HOOFDSTUK 48
Ik kijk naar de boom. De boom ziet er mooi uit. Het is donker. Het is hier buiten heel donker, maar het topje van de boom is nog steeds groen waar de maan erop schijnt. Ik hou van de schors omdat die op een mensenarm lijkt. Je hebt van die kleipoppetjes die elkaar omhelzen. Het is net alsof ze hun armen niet om elkaar heen willen slaan, maar dat toch doen.
Er is al veel rook uit deze boom opgestegen. Zodra mijn grootmoeder was vertrokken, toen ze niet meer aan mij dacht en naar Maun ging, begon de boom te roken.

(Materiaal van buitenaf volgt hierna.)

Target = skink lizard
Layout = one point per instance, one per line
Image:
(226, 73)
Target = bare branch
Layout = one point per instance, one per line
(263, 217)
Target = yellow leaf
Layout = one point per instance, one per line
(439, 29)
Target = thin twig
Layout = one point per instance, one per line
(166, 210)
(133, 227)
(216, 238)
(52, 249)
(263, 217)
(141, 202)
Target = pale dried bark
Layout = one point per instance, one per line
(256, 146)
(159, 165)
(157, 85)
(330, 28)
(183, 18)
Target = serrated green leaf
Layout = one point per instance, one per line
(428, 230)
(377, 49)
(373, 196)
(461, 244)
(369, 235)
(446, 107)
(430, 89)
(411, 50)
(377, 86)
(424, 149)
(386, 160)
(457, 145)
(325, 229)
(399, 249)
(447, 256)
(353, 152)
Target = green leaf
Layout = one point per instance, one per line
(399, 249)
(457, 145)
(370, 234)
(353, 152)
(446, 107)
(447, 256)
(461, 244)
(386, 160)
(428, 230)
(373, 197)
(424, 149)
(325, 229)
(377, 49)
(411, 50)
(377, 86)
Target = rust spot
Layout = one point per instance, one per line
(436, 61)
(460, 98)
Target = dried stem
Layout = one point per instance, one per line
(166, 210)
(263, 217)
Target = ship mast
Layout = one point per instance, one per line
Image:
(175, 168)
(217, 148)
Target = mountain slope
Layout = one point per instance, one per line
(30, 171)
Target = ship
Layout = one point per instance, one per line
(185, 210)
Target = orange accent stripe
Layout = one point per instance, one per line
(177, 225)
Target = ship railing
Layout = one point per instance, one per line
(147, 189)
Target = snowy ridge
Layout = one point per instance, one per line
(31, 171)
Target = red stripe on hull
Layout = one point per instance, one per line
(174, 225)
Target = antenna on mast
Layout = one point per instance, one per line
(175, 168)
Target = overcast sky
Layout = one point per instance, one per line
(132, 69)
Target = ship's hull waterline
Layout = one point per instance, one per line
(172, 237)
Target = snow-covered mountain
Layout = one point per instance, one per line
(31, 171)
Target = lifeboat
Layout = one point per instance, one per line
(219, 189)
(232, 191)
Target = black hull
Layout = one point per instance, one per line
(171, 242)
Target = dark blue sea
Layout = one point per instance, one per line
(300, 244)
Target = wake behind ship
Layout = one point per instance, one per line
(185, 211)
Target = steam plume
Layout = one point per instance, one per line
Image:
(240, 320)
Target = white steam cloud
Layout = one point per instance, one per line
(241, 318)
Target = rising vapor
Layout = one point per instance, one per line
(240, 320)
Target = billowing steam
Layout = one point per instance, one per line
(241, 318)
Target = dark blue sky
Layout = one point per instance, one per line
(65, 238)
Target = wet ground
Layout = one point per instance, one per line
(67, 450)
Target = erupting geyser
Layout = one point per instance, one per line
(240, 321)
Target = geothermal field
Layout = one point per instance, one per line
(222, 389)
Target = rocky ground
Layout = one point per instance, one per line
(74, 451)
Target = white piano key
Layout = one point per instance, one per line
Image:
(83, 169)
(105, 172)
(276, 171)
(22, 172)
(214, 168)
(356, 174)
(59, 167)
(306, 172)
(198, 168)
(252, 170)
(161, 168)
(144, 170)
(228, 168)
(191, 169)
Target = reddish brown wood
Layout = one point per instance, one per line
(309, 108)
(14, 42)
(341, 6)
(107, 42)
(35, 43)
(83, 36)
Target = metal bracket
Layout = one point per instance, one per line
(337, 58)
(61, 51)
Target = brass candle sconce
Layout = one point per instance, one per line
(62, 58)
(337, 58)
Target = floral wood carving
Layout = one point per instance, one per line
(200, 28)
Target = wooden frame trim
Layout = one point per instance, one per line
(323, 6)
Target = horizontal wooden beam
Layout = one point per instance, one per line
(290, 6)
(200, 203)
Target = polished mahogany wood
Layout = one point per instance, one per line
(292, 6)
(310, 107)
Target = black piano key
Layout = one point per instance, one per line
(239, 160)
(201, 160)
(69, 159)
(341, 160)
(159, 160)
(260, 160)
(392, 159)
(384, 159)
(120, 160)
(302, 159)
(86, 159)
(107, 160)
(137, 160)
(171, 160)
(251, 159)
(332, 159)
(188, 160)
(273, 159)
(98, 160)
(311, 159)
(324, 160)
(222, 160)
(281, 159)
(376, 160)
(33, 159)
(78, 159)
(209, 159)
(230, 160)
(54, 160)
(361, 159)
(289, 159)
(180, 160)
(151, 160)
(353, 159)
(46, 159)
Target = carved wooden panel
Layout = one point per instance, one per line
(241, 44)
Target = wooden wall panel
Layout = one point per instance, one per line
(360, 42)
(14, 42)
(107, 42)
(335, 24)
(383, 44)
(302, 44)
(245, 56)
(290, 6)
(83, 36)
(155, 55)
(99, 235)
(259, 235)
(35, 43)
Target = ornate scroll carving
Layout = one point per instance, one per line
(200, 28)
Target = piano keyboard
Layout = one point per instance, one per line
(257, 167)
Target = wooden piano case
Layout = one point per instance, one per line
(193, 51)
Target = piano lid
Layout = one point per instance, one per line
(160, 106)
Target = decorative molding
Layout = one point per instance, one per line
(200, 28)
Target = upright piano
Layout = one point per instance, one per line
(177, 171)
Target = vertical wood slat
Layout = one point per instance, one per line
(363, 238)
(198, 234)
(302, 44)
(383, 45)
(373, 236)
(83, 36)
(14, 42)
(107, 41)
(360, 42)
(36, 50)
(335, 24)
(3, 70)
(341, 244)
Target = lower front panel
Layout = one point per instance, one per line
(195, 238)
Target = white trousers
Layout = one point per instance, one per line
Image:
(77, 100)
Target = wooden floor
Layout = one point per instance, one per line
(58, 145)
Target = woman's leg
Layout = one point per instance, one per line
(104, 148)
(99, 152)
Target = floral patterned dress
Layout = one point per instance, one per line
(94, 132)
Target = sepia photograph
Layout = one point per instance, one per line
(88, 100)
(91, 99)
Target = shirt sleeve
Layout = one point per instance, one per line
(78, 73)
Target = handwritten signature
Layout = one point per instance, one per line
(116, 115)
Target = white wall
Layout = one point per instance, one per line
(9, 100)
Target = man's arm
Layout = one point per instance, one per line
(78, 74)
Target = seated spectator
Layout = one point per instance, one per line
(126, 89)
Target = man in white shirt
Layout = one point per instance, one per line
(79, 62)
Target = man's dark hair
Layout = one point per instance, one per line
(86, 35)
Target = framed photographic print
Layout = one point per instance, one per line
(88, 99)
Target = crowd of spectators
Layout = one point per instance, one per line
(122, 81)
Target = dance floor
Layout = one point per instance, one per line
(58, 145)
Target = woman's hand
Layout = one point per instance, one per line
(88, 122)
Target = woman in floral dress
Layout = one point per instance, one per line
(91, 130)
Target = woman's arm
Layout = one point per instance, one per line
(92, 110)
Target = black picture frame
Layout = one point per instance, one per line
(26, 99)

Ik heb het aan het dienstmeisje verteld en aan MaNeo, toen die langskwam voor mijn vader, maar ze lachten alleen maar.
Petra Krause zegt dat deze boom een indringer is. Hij dringt zich aan ons op. Ze gaat tegen mensen in Zuid-Afrika zeggen dat die boom hier staat en die komen dan hierheen om hem om te hakken. Als deze boom wordt omgehakt, zullen de snijvlakken niet helen. Dat zegt mijn grootmoeder. Dan zal de boom doodbloeden.
Toen mijn grootmoeder weg was, heb ik mijn deken mee naar buiten genomen en ben ik vlakbij de boom gebleven, de hele nacht, op het zand, dat koel was en me op mijn plek hield. Ik had wat te eten mee naar buiten genomen, het restant van de verjaardagstaart van mijn grootmoeder, die nu zo hard is als koek. Onder de boom at ik van de taart en ik keek naar de poppetjes die elkaar omarmden.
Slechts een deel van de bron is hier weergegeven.